Il s’est couché comme une « carpette » comme on dit, sous les pieds de ce quarteron de diplomates dans la capitale haïtienne et ayant leur propre agenda pour le pays. Comme on l’avait écrit dans l’une de nos « Tribunes » à l’arrivée de Ariel Henry à la place de Claude Joseph, aujourd’hui encore, personne ne sait quel deal « accord secret » a été contracté entre  Mme Helen La Lime, cheffe du BINUH (Bureau Intégré des Nations Unies en Haïti), et ses amis du Core Group et Dr Ariel Henry au moment de la vacance présidentielle, non pas le vide du « Pouvoir exécutif » comme on le répète encore. Puisqu’il y avait bien un Pouvoir exécutif en place et opérationnel par le biais du Premier ministre a.i, chef du gouvernement et le « Conseil des ministres » pourquoi c’est le neurochirurgien qui n’était plus dans le coup qu’on a été cherché à l’hôtel Montana – suivez notre regard – pour assurer la Transition en lieu et place du Dr Claude Joseph qui, sans le défendre, s’était très bien tiré dans les premiers jours de l’après Jovenel Moïse en tant que chef du Pouvoir exécutif en parfait symbiose avec le Conseil des ministres ?

Un jour, certainement, l’histoire nous apportera la réponse à ce deal. En tout cas, en novembre 2021, c’est le Dr Ariel Henry qui tient la manche. Pour combien de temps ? On n’en sait rien.  Car les suspicions pesant sur lui dans l’assassinat du Président Jovenel Moïse par l’entremise de son ami Joseph Félix Badio sont de plus en plus précises. Puisque les nouvelles laissent entendre que non seulement son téléphone, d’après la Compagnie téléphonique Digicel, bornait ce jour-là à l’hôtel Montana et que celui de son ami Joseph Félix Badio se trouvait à Pèlerin 5, donc aux environs de la résidence du Président au moment de son assassinat. D’ailleurs, selon plusieurs médias de la capitale, il semblerait même que ce suspect principal était aussi dans cet hôtel quelques heures avant le meurtre. Bref, le Premier ministre a.i d’Haïti est soupçonné dans ce crime inqualifiable. Alors qu’on sait, la femme de César doit être au-dessus de tout soupçon. Le pire, Ariel Henry ne fait rien pour arranger les choses et se défend très maladroitement face à ces accusations fort graves à son encontre.

Interrogé fin septembre 2021 par des médias étrangers : CNN et l’agence Reuters, sur ces fameux coups de fils qu’il aurait reçus de son ami Joseph Félix Badio à quelques minutes d’intervalle (4h 03 et 4h 20) le matin de l’assassinat, Ariel Henry a répondu qu’il avait reçu beaucoup d’appels ce jour-là. Par conséquent, il ne se souvient plus avec qui il a parlé exactement. Avant de rajouter, s’il avait parlé avec Badio, il ne se rappelle pas non plus de quoi ils ont parlé. Une explication qui ne convainc guère personne en Haïti et à l’étranger et surtout pas, l’ancien Envoyé spécial américain en Haïti, Daniel Lewis Foote. En effet, dans une interview accordée à CBSmornings News, le vendredi 5 novembre dernier, Daniel Foote a déclaré textuellement « Ariel Henry est un suspect capital dans l’assassinat du Président Jovenel Moïse. Il doit répondre aux questions de la justice sur ce dossier. Des allégations et relevés téléphoniques indiquent qu’il a eu plusieurs conversations avant et après l’assassinat avec l’un des principaux suspects. Ariel Henry a quelques questions à répondre à sa population ». Ariel l’amnésique !

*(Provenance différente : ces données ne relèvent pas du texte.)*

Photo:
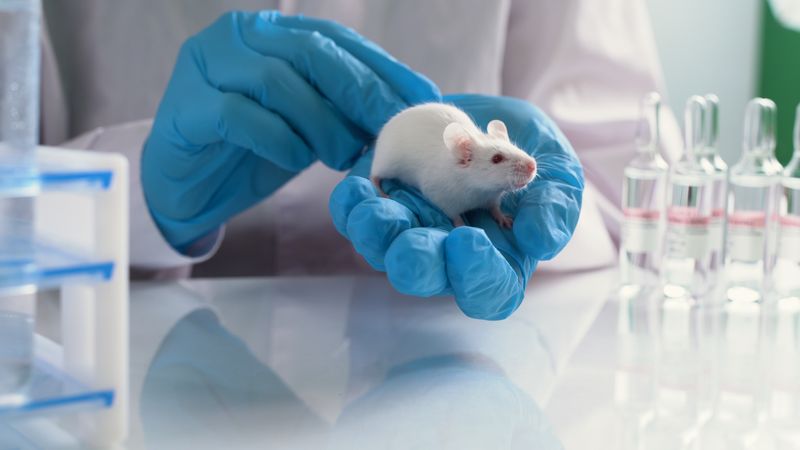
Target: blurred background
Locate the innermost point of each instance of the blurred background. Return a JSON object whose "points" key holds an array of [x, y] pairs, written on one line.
{"points": [[737, 49]]}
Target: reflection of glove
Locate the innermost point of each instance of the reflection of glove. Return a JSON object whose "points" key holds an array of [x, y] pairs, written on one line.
{"points": [[484, 266], [254, 99]]}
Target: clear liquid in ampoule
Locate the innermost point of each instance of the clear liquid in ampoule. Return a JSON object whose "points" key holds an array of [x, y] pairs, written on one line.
{"points": [[709, 152], [751, 204], [642, 202], [786, 274], [686, 266]]}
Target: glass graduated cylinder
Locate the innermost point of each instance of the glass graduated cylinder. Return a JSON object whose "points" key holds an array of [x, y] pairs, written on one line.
{"points": [[642, 195], [17, 314], [19, 90], [686, 264], [19, 120]]}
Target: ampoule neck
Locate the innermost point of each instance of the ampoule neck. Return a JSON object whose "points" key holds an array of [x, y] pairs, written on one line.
{"points": [[649, 158]]}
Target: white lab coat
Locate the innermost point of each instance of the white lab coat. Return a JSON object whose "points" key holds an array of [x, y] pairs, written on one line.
{"points": [[584, 62]]}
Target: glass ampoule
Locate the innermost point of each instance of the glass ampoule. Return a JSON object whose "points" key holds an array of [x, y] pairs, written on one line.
{"points": [[709, 152], [643, 201], [686, 265], [751, 203], [786, 274]]}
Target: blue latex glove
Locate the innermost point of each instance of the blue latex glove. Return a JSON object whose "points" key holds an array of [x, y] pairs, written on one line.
{"points": [[254, 99], [485, 266]]}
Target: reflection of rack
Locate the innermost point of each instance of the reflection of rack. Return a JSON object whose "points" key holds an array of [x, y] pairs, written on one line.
{"points": [[80, 248]]}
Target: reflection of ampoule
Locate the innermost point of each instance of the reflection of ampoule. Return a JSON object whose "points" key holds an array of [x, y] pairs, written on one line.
{"points": [[710, 152], [734, 423], [674, 425], [686, 264], [634, 377], [642, 201], [786, 275], [751, 201], [783, 402]]}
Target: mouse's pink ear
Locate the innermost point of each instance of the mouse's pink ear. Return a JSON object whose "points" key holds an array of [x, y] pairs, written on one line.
{"points": [[497, 129], [460, 142]]}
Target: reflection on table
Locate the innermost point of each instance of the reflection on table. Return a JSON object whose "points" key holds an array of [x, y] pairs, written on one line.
{"points": [[696, 374]]}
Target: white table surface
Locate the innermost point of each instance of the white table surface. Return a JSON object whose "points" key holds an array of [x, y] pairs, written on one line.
{"points": [[346, 362]]}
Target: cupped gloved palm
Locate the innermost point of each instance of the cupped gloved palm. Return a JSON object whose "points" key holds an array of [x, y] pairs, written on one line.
{"points": [[254, 99], [484, 266]]}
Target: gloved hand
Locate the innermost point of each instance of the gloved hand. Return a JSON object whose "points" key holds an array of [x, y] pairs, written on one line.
{"points": [[485, 266], [254, 99]]}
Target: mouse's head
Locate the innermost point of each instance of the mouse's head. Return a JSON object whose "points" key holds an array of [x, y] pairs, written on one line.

Pas tant que ça, lorsqu’il a constaté que Claude Joseph se comportait en véritable chef de la Transition post-Moïse, il s’était rappelé qu’il avait été nommé Premier ministre par Jovenel Moïse pour mener les négociations en vue de trouver un « Accord » politique avec les oppositions qui voulaient faire la peau au Président. « Claude Joseph est mon ministre des Affaires Etrangères » disait, agacé, Ariel Henry à Le Nouvelliste quelques jours après le crime politique. Une déclaration qui paraissait, peut-être, à ce moment-là, sans grande importance pour Claude Joseph qui croyait que tout était verrouillé dans la mesure où, quelques jours auparavant, il avait reçu, lui aussi, la bénédiction des « maitres », le Core Group. Résultat, Claude Joseph s’est fait avoir. Et Ariel Henry demeura un Premier ministre a i. en sursis.